ベトナム・ホーチミンで働く日本人インタビュー~CM Engineering 山本さん~
更新日:2016年6月27日 (取材日:2016年5月30日) / ライター: JAC Recruitment Vietnam
日本からの駐在としてホーチミンに来て半年が経つという、山本さん。ベトナムで働かれている日本人としては珍しくエンジニアとしてご活躍中で、ベトナム語も勉強されています。そんな山本さんは、4歳と9歳の娘さんを持つ二児のお父さんで、単身ベトナムにいらっしゃっています。
エンジニアとしてのご経歴からベトナムで働く上で大切にされていることまで、素直な思いをお話していただきました。
“エンジニア”として、家族を残し単身ベトナムへ
ベトナムにいらっしゃる日本人は経営者や営業、IT関連の方が多く、なかなかエンジニアの方にお会いしません。なぜベトナムにいらっしゃったのですか?
転職した会社で、ベトナム駐在の打診を頂いたことがきっかけです。赴任は嫌々ではなくて、いつかは海外でも働いてみたいという思いがあったので、すんなりと受け入れることができました。以前勤務していた会社では、不況の影響で解雇の波が押し寄せていて…自分もその例外ではなかったので思い切って転職しました。結果的にこの判断は正しかったと思います。転職先での海外赴任は想定していなかったので話を頂いた時は驚きましたが、自分を必要とされているということで、やりがいを感じました。
現在はどのようなお仕事をされているのでしょうか?
ベトナムでもエンジニアとして開発に関わっていますが、主にマネジメントの立場で仕事をしています。また、日本本社の要求を聞いたり、反対にベトナムからサポート要請を依頼したりと、日本とベトナムの間に立つことも自分の役割です。設計書の翻訳をすることもありますね。

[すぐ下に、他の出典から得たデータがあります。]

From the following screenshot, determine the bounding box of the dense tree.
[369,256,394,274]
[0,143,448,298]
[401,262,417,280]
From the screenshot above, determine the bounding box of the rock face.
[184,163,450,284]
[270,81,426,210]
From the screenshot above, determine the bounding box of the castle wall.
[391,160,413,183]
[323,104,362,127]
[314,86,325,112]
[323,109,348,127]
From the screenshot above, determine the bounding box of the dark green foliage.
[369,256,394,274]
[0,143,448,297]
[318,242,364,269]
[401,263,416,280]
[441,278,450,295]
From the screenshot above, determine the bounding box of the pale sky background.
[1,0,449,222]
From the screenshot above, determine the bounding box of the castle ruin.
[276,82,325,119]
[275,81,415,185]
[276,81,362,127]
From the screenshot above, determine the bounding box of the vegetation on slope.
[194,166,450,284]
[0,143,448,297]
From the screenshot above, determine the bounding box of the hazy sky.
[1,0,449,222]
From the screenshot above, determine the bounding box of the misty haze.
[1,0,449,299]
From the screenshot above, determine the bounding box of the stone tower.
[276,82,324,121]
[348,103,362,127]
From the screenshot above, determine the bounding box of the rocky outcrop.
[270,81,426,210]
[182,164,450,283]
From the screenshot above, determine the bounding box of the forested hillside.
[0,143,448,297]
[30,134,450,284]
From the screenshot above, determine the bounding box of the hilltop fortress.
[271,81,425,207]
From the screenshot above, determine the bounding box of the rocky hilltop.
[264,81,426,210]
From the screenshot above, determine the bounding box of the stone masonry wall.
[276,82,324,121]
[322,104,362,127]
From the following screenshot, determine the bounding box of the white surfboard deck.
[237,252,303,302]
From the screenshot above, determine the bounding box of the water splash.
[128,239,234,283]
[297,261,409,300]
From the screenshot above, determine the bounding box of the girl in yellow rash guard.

ベトナムで働くことに対して不安はありませんでしたか?
「行く前からあーだこーだ言っても仕方がない。会社は自分を信頼して託しているのだから、それに応えよう!」という思いでした。ですが、4歳と9歳の子どもがいる点はやはり心配でしたね。家族を日本に残してきているのですが、週末に家族とSkypeでコミュニケーションを取ることが楽しみの一つです。会社からも一定の頻度で日本に帰国できるように配慮を頂いており、とても感謝しています。
日本ではどのようなお仕事をされていたのですか?
大手の日系企業で、ずっと半導体の論理設計エンジニアとして働いていました。チームという形で動くのですが、それぞれに担当が割り振られます。自分の仕事は自分の裁量で取り組むことが出来、フラットで担当機能の実現に集中できる環境でした。担当機能に対するエンジニアのこだわりを突き詰めて少しずつ形にしていくといった感じでしょうか。逆にいえば、現在のように複数プロジェクトを並行してマネジメントする経験はありませんでした。なので、今の仕事は少し新鮮です。
なぜエンジニアの道を選択されたのでしょうか?
小さい頃からコンピューターに憧れがありました。気がつけば理系に進み、大学では半導体やデジタル設計の研究室で勉強しました。その流れで半導体系のエンジニアになりましたね。技術についていくことが必要なので、途中でやめることはできません。
忙しいのは「楽」。それではいけない。
ベトナムで勤務されて半年間ということですが、ベトナムでのお仕事はどうですか?
正直なところ、今は余裕が無いです。会社から託された「ベトナム人が独立してマネジメント出来る体制づくり」を実現しなければならないのですが、まずやらなければいけない業務の対応で精一杯です。でも、忙しいのは「楽」なんですよ。それではいけないと思っています。忙しいことを言い訳にせず、自分のやりたいこと・やるべきことに対して向かい合うべきだと思っています。あとは、(悪い意味で)日本の働き方が身にしみついてしまっているので、ベトナム人の就業時間内に集中して定時で帰る働き方は真似たいですね。
ベトナムで働く上でのご苦労はございますか?
やはり『言葉』ですね。これは言語というより、伝え方の話です。日本は“1言ったら10理解しろ”という文化ですが、ベトナムではそううまく意図を汲みとってもらえません。「言った通りの事だけやって、根本的な問題が解決されていない」時があります。この点は海外で働いておられる日本人に共通する苦労なのではないでしょうか。もう一つ挙げるなら,“正しさ”や”品質”への意識が日本よりも甘いですよね。ベトナム人は仕事自体は早いのですが、正確性への意識が少し足りないように感じます。相手が日系企業の場合は特に信用をなくしかねないので、かなり問題ですね。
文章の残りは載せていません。